Let A be an associative and unital algebra over a commutative ring K, such that A is K-projective. The Hochschild cohomology ring HH*(A) of A is, as a graded algebra, isomorphic to the Ext-algebra of A in the category of A-bimodules. In 1963, M. Gerstenhaber established a graded Lie bracket on HH*(A) of degree -1 which he described in terms of the so called bar resolution. While the multiplication admits an intrinsic description (Yoneda product), this Lie bracket has resisted such an interpretation at first.
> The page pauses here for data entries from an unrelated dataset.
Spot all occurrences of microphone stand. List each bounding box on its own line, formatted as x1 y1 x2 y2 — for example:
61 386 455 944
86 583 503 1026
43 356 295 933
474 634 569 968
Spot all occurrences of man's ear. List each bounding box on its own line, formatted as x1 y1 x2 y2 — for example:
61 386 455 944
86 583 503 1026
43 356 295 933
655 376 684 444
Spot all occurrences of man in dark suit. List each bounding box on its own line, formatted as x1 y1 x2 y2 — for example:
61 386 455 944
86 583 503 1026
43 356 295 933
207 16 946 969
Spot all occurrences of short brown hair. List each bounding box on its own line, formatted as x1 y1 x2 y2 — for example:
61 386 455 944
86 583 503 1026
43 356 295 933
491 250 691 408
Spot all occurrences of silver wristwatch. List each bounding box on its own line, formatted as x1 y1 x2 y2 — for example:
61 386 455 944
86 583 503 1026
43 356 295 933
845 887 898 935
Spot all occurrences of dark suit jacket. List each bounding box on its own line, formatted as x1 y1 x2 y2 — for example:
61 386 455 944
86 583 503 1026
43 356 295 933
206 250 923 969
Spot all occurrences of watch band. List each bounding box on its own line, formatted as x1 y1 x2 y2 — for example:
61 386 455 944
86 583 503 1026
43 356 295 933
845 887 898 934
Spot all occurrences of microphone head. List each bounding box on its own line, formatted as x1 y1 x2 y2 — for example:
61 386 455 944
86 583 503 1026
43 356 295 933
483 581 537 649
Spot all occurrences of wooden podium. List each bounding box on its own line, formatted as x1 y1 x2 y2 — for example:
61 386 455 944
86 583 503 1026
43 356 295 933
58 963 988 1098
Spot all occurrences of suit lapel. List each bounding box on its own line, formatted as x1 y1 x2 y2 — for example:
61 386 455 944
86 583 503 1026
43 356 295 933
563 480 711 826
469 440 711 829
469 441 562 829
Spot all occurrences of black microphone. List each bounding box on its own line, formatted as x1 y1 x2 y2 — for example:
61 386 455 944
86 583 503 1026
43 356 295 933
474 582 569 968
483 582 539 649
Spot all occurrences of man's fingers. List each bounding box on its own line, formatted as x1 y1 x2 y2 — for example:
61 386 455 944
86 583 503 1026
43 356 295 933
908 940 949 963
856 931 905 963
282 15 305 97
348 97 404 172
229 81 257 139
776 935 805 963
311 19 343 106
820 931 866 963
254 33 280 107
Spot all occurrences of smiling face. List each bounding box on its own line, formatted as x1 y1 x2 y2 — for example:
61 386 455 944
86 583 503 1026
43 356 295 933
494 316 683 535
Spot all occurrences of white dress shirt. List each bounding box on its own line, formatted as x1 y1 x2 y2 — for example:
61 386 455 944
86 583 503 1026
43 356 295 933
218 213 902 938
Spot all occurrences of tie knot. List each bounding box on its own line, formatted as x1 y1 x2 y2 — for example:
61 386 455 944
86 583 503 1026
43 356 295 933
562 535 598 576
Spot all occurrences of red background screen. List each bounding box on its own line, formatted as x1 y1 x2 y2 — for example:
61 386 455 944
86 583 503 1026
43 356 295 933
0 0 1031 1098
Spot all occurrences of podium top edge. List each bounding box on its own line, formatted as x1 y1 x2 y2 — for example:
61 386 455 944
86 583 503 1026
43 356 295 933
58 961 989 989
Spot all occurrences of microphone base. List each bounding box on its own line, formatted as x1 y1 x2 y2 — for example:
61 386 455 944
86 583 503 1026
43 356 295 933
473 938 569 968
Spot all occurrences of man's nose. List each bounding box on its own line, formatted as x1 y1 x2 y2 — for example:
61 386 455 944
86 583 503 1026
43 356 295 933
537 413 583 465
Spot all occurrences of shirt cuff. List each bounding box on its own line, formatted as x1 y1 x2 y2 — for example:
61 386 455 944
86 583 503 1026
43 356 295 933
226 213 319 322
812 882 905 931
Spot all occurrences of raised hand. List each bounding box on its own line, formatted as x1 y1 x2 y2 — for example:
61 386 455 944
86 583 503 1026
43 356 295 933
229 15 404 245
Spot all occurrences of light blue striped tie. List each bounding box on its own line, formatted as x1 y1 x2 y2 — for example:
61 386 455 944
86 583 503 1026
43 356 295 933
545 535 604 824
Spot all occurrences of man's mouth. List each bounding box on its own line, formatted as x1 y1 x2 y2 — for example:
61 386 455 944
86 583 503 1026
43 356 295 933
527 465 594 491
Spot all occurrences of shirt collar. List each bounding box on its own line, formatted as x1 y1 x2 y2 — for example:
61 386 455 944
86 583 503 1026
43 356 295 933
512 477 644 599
A serious attempt to find a categorical description of the Lie bracket was given by S. Schwede in 1998. By using the monoidal structure on the category of A-bimodules, he was able to formulate Gerstenhaber's bracket in terms of self-extensions of A. The present thesis extends Schwede's construction to exact and monoidal categories. Therefore we will establish an explicit description of an isomorphism by A. Neeman and V. Retakh, linking Ext-groups with fundamental groups of categories of extensions.

Our main result shows that our construction behaves well with respect to structure preserving functors between strong exact monoidal categories. We use our main result to conclude, that the graded Lie bracket on HH*(A) is an invariant under Morita equivalence. For quasitriangular Hopf algebras over K, we further determine a significant part of the Lie bracket's kernel.